Currently available transmucosal fentanyl products are approved only for cancer breakthrough pain in opioid-tolerant patients and are contraindicated for postoperative and emergency department use.
I was the lead author on the recently published safety profile of the sufentanil sublingual tablet in over 800 patients, which demonstrated that this analgesic is well tolerated across a wide range of demographic subgroups, including patients who are elderly (11% ≥ 75 years), obese (42% body-mass index ≥ 30 kg/m2), and/or have comorbidities (52% ASA class II or class III).
Based on my own experience dosing DSUVIA in ED patients, as well as the results from the pooled analysis, I was impressed by the low adverse event rates of vomiting (6.5%) and decreased oxygen saturation (3.6%) following DSUVIA use. These are the 2 adverse events that we are most concerned about as physicians when treating patients with opioids. In addition, the lack of cognitive impairment is an advantage for both emergency and postoperative patients.
Sufentanil, which is metabolized by the cytochrome P450 3A4 (CYP3A4) enzyme, does not have active metabolites, possibly reducing the potential for delayed adverse effects that are common for morphine and hydromorphone (Dilaudid), both of which have active glucuronide metabolites. As these metabolites are cleared by the kidney, patients with renal impairment can have the risk of a higher rate of side effects with these medications. The approved prescribing information for DSUVIA states that sufentanil clearance is not impacted by mild-to-moderate renal impairment.
Development of the sufentanil sublingual tablet was partially supported by the Department of Defense to replace intramuscular (IM) morphine for pain relief on the battlefield. Infection, needle-stick injuries and slow onset of analgesia complicate IM morphine dosing in the battlefield. In the civilian setting, we also need new treatment options for our patients in moderate or severe pain. In emergency departments, we’re constantly concerned with patient flow, so we don’t have patients waiting for hours in the waiting room.
I plan on using DSUVIA in place of IV opioids for patients with difficult-to-access veins and for those who may not need an IV in the first place, such as patients who do not require IV hydration or IV antibiotics. Otherwise, these patients are receiving invasive IVs only for pain management, which is not ideal from a cost or efficiency standpoint.

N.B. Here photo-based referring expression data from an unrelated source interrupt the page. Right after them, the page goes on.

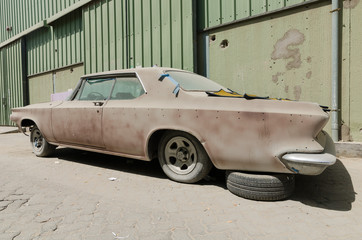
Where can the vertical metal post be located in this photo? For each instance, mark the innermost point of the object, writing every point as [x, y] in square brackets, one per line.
[127, 34]
[335, 70]
[206, 55]
[24, 70]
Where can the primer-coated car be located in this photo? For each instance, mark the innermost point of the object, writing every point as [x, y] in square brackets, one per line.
[185, 121]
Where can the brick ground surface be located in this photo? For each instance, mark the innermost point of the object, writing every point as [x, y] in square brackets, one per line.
[70, 196]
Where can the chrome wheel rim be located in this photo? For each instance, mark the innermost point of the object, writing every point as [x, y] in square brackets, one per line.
[180, 155]
[37, 140]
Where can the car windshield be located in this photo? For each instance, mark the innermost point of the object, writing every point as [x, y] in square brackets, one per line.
[193, 82]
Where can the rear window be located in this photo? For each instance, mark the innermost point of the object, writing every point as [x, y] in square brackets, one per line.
[194, 82]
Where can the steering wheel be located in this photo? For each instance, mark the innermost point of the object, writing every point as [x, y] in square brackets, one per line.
[95, 96]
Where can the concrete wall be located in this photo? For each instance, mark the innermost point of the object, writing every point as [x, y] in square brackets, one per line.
[288, 55]
[352, 71]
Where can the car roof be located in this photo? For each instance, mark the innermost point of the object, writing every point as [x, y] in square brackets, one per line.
[131, 70]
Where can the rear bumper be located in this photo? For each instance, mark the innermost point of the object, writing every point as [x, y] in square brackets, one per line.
[309, 164]
[312, 163]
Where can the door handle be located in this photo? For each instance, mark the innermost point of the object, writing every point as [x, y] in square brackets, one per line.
[98, 104]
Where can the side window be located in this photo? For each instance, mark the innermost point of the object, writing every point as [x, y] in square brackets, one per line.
[95, 89]
[127, 88]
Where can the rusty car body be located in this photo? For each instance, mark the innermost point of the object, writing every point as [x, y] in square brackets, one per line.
[145, 113]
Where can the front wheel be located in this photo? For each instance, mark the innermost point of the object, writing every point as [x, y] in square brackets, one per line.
[41, 147]
[182, 157]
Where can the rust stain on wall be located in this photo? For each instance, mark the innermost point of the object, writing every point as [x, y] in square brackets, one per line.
[297, 92]
[283, 49]
[346, 133]
[275, 77]
[309, 74]
[350, 3]
[286, 89]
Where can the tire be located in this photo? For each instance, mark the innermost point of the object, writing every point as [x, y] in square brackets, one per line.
[41, 148]
[259, 186]
[182, 157]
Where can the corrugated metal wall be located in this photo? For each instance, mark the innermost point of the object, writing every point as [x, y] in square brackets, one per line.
[57, 46]
[11, 86]
[121, 34]
[22, 14]
[216, 12]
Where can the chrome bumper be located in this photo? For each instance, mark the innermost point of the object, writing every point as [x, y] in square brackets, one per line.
[312, 163]
[309, 164]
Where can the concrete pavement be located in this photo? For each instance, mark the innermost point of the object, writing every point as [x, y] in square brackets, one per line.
[72, 196]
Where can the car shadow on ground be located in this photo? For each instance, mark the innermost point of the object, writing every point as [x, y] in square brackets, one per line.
[150, 169]
[333, 189]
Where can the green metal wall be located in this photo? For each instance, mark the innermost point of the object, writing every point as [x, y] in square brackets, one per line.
[22, 14]
[56, 46]
[11, 86]
[216, 12]
[121, 34]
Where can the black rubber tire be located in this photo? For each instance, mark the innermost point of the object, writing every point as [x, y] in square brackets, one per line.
[41, 148]
[260, 186]
[201, 166]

I understand there may be concern about bringing another opioid to market during a time when our country is grappling with how to address the ongoing outpatient opioid crisis. However, with its use restricted only to certified medically supervised healthcare settings, DSUVIA should not contribute to the crisis, and will help avoid patients’ needless suffering from delayed IV opioid administration.
In summary, I believe DSUVIA is a simple, easy-to-use replacement for IV opioids in EDs or any other short-term setting, such as a same-day surgery center, where quickly addressing a patient’s pain is important for quality care and timely discharge.
This is a column by James Miner, MD. He is the Chief of Emergency Medicine at Hennepin County Medical Center, and the Vice Chair and Research Director of Emergency Medicine at University of Minnesota. The piece reflects his views, not necessarily those of the publication.